While the most of our traveling men, our commercial tourists, are nice Christian gentlemen, there is occasionally one that is as full of the old Nick as an egg at this time of year is full of malaria. There was one of them stopped at a country town a few nights ago where there was a church fair. He is a blonde, good-natured looking, serious talking chap, and having stopped at that town every month for a dozen years, everybody knows him. He always chips in towards a collection, a wake or a rooster fight, and the town swears by him.

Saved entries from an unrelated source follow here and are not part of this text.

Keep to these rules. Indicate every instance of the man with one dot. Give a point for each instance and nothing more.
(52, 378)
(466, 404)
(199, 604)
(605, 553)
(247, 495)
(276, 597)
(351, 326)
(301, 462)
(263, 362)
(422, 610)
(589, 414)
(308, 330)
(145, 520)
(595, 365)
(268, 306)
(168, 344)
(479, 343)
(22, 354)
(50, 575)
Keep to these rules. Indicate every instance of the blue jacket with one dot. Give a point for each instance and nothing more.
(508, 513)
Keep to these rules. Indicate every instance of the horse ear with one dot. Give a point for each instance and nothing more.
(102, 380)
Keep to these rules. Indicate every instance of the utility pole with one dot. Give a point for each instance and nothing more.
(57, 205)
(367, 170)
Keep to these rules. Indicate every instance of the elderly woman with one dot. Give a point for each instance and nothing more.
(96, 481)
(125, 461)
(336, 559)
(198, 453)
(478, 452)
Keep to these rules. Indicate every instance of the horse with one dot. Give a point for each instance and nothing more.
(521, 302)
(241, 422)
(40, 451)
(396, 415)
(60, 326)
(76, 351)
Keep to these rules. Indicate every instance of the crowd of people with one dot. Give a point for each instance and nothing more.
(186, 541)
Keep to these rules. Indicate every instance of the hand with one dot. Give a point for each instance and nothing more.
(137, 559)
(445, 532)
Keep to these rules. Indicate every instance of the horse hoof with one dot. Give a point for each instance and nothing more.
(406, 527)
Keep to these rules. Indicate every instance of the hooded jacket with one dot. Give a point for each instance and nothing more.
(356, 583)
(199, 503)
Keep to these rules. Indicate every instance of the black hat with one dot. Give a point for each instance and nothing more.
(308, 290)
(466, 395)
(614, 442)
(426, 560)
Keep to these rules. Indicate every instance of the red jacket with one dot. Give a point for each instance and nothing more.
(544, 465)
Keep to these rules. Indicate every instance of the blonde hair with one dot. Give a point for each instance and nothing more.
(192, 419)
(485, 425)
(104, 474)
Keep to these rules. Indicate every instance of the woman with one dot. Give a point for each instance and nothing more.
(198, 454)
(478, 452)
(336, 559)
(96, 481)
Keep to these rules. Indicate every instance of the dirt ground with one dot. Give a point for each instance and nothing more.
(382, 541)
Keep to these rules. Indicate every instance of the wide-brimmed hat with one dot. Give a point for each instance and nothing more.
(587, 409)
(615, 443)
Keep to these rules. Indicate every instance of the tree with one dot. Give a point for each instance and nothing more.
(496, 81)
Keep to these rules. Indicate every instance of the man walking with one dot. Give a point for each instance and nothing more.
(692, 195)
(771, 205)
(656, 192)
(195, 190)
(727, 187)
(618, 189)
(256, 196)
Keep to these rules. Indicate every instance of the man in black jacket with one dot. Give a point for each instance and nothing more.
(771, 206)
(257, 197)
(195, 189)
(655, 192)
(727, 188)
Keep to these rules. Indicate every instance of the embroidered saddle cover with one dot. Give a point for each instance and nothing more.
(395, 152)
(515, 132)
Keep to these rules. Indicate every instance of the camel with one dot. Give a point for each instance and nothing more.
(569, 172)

He attended the fair, and a jolly little sister of the church, a married lady, took him by the hand and led him through green fields, where the girls sold him ten cent chances in saw dust dolls, and beside still waters, where a girl sold him sweetened water with a sour stomach, for lemonade, from Rebecca's well. The sister finally stood beside him while the deacon was reading off numbers. They were drawing a quilt, and as the numbers were drawn all were anxious to know who drew it. Finally, after several numbers were drawn it was announced by the deacon that number fifteen drew the quilt, and the little sister turned to the traveling man and said, “My! that is my number. I have drawn it. What shall I do?” “Hold up your ticket and shout keno,” said he.

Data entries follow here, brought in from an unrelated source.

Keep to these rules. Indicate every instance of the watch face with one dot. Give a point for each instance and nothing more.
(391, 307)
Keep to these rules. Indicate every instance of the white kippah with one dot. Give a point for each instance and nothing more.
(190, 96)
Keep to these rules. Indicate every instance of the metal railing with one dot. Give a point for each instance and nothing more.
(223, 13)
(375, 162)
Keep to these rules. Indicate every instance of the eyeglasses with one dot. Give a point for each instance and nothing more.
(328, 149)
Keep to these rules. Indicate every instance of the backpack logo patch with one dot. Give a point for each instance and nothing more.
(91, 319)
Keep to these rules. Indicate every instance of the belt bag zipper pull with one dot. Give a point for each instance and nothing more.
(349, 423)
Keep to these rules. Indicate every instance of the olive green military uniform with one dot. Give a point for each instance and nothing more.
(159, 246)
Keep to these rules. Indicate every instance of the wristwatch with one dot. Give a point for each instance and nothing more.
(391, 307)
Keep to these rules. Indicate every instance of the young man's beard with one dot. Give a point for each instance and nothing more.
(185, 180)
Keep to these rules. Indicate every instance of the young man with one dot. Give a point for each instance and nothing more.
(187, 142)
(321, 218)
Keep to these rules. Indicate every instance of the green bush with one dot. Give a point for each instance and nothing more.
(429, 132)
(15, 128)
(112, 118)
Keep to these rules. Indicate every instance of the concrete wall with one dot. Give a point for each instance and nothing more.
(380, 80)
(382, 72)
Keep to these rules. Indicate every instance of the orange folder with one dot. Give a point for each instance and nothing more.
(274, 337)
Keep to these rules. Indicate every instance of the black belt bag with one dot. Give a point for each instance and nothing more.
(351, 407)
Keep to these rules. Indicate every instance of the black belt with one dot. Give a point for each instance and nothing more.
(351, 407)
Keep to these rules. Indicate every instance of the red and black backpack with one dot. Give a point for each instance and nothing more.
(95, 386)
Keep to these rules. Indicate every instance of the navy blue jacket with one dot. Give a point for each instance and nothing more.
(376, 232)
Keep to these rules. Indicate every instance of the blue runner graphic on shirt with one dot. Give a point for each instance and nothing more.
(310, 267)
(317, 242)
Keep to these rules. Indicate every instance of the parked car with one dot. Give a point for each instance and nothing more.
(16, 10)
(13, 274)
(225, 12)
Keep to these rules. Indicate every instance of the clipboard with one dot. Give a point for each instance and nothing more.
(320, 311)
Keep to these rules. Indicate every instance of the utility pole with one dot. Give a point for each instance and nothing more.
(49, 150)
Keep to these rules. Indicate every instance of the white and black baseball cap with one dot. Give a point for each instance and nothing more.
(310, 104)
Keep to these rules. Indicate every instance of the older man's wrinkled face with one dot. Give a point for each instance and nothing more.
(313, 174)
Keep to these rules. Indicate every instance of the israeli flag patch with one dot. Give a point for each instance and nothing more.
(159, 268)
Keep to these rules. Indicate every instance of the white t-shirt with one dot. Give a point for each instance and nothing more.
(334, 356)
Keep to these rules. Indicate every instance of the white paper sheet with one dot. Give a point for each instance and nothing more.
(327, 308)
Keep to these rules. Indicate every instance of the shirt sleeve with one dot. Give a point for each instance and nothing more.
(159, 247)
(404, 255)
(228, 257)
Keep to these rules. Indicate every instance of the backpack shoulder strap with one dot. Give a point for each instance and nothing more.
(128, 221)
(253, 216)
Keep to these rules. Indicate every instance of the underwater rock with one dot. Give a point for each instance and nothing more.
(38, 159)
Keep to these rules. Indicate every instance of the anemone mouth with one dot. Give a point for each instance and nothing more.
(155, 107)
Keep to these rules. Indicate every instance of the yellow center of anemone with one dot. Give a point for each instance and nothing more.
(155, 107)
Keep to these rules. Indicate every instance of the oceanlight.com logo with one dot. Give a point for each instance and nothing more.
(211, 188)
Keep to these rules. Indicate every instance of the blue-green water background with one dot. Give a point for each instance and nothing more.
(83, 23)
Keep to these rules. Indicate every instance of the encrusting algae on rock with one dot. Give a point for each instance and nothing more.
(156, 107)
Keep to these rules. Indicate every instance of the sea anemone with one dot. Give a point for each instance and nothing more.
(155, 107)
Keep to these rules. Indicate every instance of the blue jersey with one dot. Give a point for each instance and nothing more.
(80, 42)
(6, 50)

The little deaconess did not stop to think that there might be guile lurking in the traveling man, but being full of joy at drawing the quilt, and ice cream because the traveling man bought it, she rushed into the crowd towards the deacon, holding her number, and shouted so they could hear it all over the house, “Keno!

If a bank had burst in the building there couldn't have been so much astonishment. The deacon turned pale and looked at the poor little sister as though she had fallen from grace, and all the church people looked sadly at her, while the worldly minded people snickered. The little woman saw that she had got her foot into something, and she blushed and backed out, and asked the traveling man what keno meant. He said he didn't know exactly, but he had always seen people, when they won anything at that game, yell “keno.” She isn't exactly clear yet what keno is, but she says she has sworn off on taking advice from pious looking traveling men. They call her “Little Keno” now.